En ce qui concerne l'épigénétique, la spécialiste argentine a postulé que l'environnement est également corrélé avec la nutrition et avec les maladies des générations précédentes, en particulier en ce qui concerne le système endocrinien : “Par exemple, des maladies endocrinologiques chez les grands-mères peuvent affecter la fertilité future de leurs petites-filles. Tout est interconnecté et il est important de prendre en compte ces facteurs pour préserver la santé reproductive”.
L'impact de l'IA

“J'ai vécu plusieurs étapes clés en reproduction humaine depuis la fécondation in vitro, qui est apparue à la fin des années 70, jusqu'à l'incorporation de l'ICSI (micro-injection de spermatozoïdes). Ensuite, la recherche en génétique embryonnaire, la façon dont la technologie a avancé pour mieux étudier les embryons a été cruciale. Cela inclut toutes les techniques de génétique préimplantatoire, qui ont représenté un énorme progrès. Et maintenant, depuis fin 2019, l'intelligence artificielle (IA), qui peut nous aider à améliorer les résultats de la fertilité assistée”, a-t-elle relaté à Infobae.
Les nouvelles plateformes et dispositifs de big data qui traitent en quelques minutes des milliers de données et d'études d'images sont très utiles pour accélérer les processus dans les traitements médicaux.
La doctoresse Polak de Fried a signalé à Infobae que plusieurs de ces technologies de pointe sont déjà appliquées dans le pays dans différentes pratiques et a mentionné les plus marquantes jusqu'à présent : les techniques de laboratoire pour identifier quels embryons peuvent évoluer de manière plus saine, les tests génétiques effectués pour prévenir les maladies futures du bébé et, aussi, pour évaluer la qualité des ovules les plus aptes à être cryopréservés.

De plus, les algorithmes de l'IA, conçus après l'analyse de grandes quantités d'informations, peuvent anticiper certains résultats, ce qui promet d'améliorer la pratique clinique, avec des procédures moins invasives pendant les traitements de fertilité assistée.

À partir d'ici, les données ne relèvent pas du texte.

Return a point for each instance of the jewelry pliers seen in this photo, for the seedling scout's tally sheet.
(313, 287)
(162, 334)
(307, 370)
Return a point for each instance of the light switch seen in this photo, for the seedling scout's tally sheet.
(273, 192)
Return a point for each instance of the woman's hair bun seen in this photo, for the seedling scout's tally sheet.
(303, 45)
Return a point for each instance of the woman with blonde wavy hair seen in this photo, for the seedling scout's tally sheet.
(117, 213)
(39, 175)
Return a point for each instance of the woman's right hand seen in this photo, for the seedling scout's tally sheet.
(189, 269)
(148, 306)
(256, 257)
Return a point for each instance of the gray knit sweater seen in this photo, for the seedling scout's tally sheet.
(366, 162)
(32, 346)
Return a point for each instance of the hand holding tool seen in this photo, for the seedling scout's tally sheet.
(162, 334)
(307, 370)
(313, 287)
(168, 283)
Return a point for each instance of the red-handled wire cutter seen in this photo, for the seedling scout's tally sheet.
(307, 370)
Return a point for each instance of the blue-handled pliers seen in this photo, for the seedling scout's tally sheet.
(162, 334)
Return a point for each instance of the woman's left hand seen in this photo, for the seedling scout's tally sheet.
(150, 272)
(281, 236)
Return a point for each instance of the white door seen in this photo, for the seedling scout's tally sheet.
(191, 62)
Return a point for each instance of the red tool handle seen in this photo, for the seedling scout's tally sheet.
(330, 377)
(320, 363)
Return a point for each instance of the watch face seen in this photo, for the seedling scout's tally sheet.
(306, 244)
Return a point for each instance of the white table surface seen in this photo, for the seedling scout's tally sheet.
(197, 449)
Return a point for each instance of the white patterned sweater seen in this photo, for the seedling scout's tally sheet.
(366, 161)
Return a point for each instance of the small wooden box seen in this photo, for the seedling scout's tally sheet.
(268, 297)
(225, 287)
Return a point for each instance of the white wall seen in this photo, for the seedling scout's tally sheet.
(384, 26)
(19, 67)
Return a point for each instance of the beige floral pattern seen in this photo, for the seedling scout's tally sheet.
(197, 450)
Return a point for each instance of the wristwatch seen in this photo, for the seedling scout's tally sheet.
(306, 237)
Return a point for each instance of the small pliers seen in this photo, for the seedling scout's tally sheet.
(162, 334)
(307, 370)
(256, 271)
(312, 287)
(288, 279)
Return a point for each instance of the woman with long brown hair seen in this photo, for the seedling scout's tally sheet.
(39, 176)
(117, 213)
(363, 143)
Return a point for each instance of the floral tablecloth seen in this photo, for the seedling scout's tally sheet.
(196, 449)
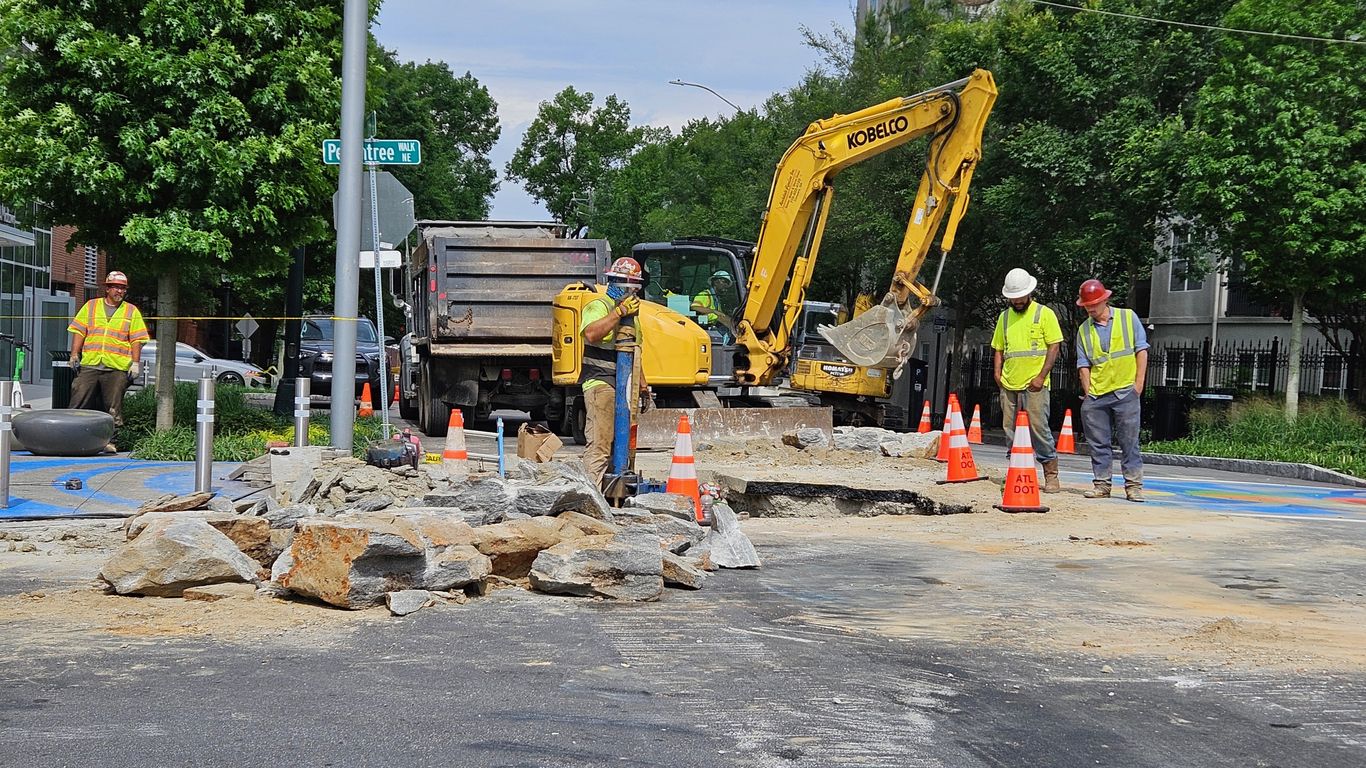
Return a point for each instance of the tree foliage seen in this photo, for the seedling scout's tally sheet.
(570, 148)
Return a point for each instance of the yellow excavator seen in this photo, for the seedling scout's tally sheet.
(742, 347)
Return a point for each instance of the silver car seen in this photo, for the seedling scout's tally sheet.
(191, 362)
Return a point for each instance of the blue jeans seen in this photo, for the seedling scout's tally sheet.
(1113, 417)
(1037, 406)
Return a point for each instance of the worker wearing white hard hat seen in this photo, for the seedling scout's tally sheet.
(1027, 340)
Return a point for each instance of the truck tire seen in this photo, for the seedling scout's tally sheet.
(433, 414)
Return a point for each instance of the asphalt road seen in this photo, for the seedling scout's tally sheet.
(731, 675)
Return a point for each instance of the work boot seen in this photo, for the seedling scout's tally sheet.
(1051, 484)
(1100, 491)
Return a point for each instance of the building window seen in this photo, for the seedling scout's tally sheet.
(1180, 368)
(92, 265)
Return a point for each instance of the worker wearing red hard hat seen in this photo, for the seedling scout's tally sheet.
(107, 336)
(1112, 362)
(603, 319)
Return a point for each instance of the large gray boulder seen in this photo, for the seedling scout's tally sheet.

Enthousiasmée par le nouvel avenir, elle est convaincue que l'IA changera le paysage de la biomédecine : “Je crois que nous vivons une révolution, le dernier grand jalon en médecine reproductive est lié aux outils d'intelligence artificielle qui favorisent les résultats de la reproduction humaine. Cela est comparable à ce que représentait la fécondation in vitro il y a plus de 50 ans”.
Mais elle a aussi postulé qu'il est nécessaire d’être conscient de ses limitations et des considérations éthiques.